Why doesn’t the sample variance become the population variance when the sample has the whole population

statisticsvariance

We know that for a sample of size $n$ the sample variance is

$\displaystyle S^{2} = \frac{1}{n-1}\sum_{i=1}^{n}(X_{i}-\overline{X})^{2}$

Suppose I used the whole population of size $N$ as my sample then in this case the variance I compute is

$\displaystyle S^{2} = \frac{1}{N-1}\sum_{i=1}^{N}(X_{i}-\mu)^{2}$ where $\mu=\frac{\sum_{i=1}^{N}X_i}{N}$

However, the population variance is
$\displaystyle \sigma^{2} = \frac{1}{N}\sum_{i=1}^{N}(X_{i}-\mu)^{2}$ where $\mu=\frac{\sum_{i=1}^{N}X_i}{N}$

and this is counterintuitive. One would think that by using the unbiased estimator of the sample variance, convergence when the whole population is considered is guaranteed as the variance of an estimator approaches $0$ as $N \rightarrow \infty$

Best Answer

Your $S^{2} = \dfrac{1}{n-1}\sum\limits_{i=1}^{n}(X_{i}-\overline{X})^{2}$ is an unbiased estimator of the population variance $\sigma^2$ using Bessel's correction and assumes that each sample point is independent of the others.
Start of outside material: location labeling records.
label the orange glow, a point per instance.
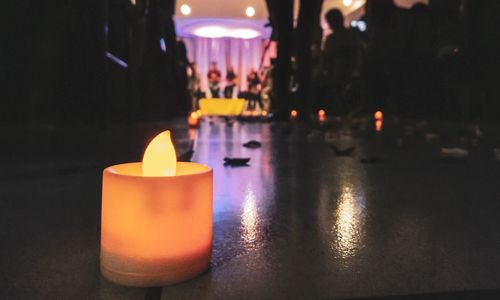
(194, 119)
(321, 115)
(378, 125)
(159, 158)
(155, 230)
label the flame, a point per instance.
(159, 158)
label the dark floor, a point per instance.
(299, 222)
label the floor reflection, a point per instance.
(348, 224)
(249, 217)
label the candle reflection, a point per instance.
(348, 225)
(249, 217)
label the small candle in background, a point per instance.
(321, 115)
(194, 120)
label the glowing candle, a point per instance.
(321, 115)
(156, 225)
(194, 120)
(378, 125)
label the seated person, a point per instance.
(253, 93)
(213, 77)
(231, 81)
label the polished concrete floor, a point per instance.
(299, 222)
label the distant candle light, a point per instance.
(185, 9)
(250, 11)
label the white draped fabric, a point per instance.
(242, 54)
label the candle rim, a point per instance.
(112, 170)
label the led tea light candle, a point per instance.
(156, 226)
(321, 115)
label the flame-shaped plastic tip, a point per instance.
(159, 158)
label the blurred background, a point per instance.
(125, 60)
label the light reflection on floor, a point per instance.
(349, 220)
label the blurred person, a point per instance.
(214, 76)
(452, 61)
(230, 91)
(194, 80)
(253, 91)
(342, 62)
(267, 85)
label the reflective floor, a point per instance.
(298, 222)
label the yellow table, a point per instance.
(222, 107)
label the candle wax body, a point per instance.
(155, 230)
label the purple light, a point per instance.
(116, 60)
(222, 28)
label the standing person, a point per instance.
(342, 61)
(213, 77)
(267, 85)
(253, 93)
(194, 84)
(231, 81)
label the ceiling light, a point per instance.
(244, 33)
(347, 2)
(250, 11)
(185, 9)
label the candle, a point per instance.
(156, 223)
(194, 120)
(378, 125)
(321, 115)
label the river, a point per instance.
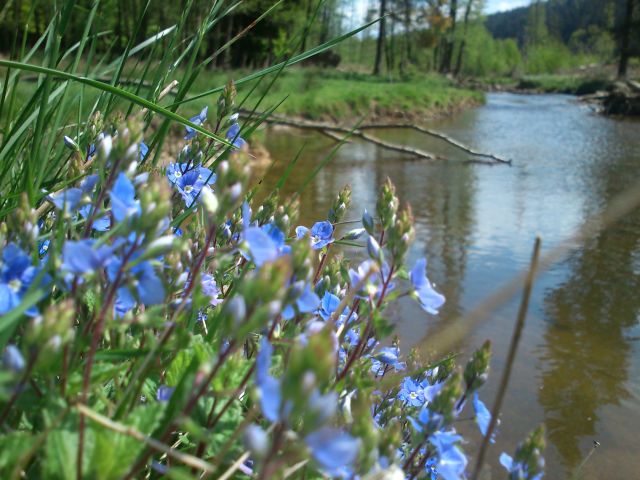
(578, 365)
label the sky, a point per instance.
(502, 5)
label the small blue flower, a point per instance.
(411, 393)
(143, 150)
(262, 248)
(429, 299)
(333, 449)
(321, 234)
(210, 289)
(190, 185)
(307, 302)
(329, 305)
(164, 393)
(198, 120)
(148, 286)
(16, 276)
(451, 460)
(12, 359)
(43, 248)
(388, 356)
(176, 171)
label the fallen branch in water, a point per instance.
(330, 130)
(441, 136)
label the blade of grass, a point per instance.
(116, 91)
(296, 59)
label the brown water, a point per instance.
(578, 366)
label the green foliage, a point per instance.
(483, 55)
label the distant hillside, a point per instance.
(563, 17)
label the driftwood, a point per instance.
(441, 136)
(332, 131)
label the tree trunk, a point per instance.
(625, 40)
(447, 54)
(407, 29)
(381, 35)
(467, 12)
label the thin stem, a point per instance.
(515, 339)
(185, 458)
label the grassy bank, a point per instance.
(316, 94)
(337, 96)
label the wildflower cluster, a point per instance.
(168, 305)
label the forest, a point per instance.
(445, 36)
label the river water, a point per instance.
(578, 365)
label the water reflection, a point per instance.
(587, 349)
(578, 367)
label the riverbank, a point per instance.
(550, 83)
(344, 98)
That independence assumption does not apply when you are sampling without replacement from a finite population size $N$. So your expression is not unbiased. Instead, in such a case, an unbiased estimator of $\sigma^2 = \dfrac{1}{N}\sum\limits_{i=1}^{N}(x_{i}-\overline{x})^{2}$ is $$S_{\text{w/o rep}}^{2} = \dfrac{N-1}{N(n-1)}\sum\limits_{i=1}^{n}(X_{i}-\overline{X})^{2}.$$

This has the desired properties: not only is $\mathbb E\left[S_{\text{w/o rep}}^{2}\right]=\sigma^2$, but when $n=N$ you have $S_{\text{w/o rep}}^{2}=\sigma^2$. You also have $S_{\text{w/o rep}}^{2}< S^2$, an intuitively credible result as you actually know the values of a positive fraction of the population.